Comprehensively-Curated Dataset of CYP450 Interactions: Enhancing Predictive Models for Drug Metabolism
Here are source codes for demonstrating machine learning and deep learning using this dataset.
- DT.py is for Decision Tree.
- GCN_hyperopt_CV.py is for Graph Convolution Network (GCN)
- RF.py is for Random Forest.
- SVC.py is for Support Vector Machine.
- SVR.py is for Support Vector Regression.
Yu-Hao Ni1, Yu-Wen Su1, Shaung-Chen Yang2, Jia-Cheng Hong1, Tien-Chueh Kuo1,5, and Yufeng Jane Tseng1,3,4,5,*
1Graduate Institute of Biomedical Electronics and Bioinformatics, National Taiwan University, Taipei 10617,Taiwan
2School of Medicine, National Taiwan University, Taipei 10051, Taiwan
3Department of Computer Science and Information Engineering, National Taiwan University, Taipei 10617,Taiwan
4School of Pharmacy,College of Medicine, National Taiwan University, Taipei 10002, Taiwan
5The Metabolomics Core Laboratory, Centers of Genomic and Precision Medicine, National Taiwan University,Taipei 10617, Taiwan
*corresponding author(s): Yufeng Jane Tseng (yjtseng@csie.ntu.edu.tw)
We collected and organized a detailed dataset encompassing both substrates and non-substrates for six principal cytochrome P450 (CYP450) isozymes, responsible for 90% of Phase I drug metabolism in humans. These isozymes, specifically CYP1A2, CYP2C9, CYP2C19, CYP2D6, CYP2E1, and CYP3A4, play critical roles in the detoxification and metabolic processing of therapeutic compounds.
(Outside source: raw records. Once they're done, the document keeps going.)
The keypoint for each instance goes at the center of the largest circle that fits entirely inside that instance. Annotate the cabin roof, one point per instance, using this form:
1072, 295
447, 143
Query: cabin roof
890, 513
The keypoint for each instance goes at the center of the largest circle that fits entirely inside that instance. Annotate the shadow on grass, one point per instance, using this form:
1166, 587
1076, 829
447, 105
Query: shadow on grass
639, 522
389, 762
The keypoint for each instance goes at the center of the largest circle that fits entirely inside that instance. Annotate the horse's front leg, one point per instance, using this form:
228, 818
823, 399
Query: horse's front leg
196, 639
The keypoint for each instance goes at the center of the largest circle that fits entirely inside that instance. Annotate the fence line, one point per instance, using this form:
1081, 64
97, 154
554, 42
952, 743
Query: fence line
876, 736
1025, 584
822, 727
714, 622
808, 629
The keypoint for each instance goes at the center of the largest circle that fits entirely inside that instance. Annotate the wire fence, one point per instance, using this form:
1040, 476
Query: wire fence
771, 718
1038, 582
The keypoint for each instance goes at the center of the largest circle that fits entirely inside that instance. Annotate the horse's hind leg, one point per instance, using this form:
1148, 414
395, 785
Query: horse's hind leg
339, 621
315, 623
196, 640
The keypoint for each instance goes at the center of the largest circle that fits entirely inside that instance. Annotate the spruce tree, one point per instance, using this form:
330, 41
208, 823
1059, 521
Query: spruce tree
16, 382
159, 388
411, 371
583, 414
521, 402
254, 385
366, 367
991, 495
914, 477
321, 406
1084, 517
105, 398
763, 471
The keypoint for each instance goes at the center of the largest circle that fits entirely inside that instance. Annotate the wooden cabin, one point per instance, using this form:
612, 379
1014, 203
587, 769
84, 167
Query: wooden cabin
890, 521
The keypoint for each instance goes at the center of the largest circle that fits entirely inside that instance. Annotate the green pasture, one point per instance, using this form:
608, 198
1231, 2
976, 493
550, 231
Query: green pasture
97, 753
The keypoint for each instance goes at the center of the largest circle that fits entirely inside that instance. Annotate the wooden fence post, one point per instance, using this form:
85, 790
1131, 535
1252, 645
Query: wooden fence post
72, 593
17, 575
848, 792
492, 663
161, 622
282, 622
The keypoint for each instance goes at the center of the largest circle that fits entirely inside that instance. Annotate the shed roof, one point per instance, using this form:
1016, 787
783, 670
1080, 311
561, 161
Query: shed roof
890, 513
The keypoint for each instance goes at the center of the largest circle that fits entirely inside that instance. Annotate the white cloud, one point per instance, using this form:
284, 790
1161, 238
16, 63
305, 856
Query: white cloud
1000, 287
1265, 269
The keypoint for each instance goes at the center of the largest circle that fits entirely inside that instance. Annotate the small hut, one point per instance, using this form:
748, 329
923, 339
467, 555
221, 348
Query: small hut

The dataset, meticulously assembled, includes interactions with approximately 2000 compounds per enzyme, ensuring comprehensive coverage and high accuracy. Employing a combination of conventional machine learning techniques alongside advanced methodologies such as Graph Convolutional Networks (GCN), robust models have been developed to elucidate these drug-enzyme interactions. The dataset is poised to significantly contribute to fields requiring pharmacokinetic modeling, furthering drug development efforts and toxicological studies by providing an essential resource for the accurate prediction of metabolic pathways, thereby enhancing drug safety and efficacy assessments.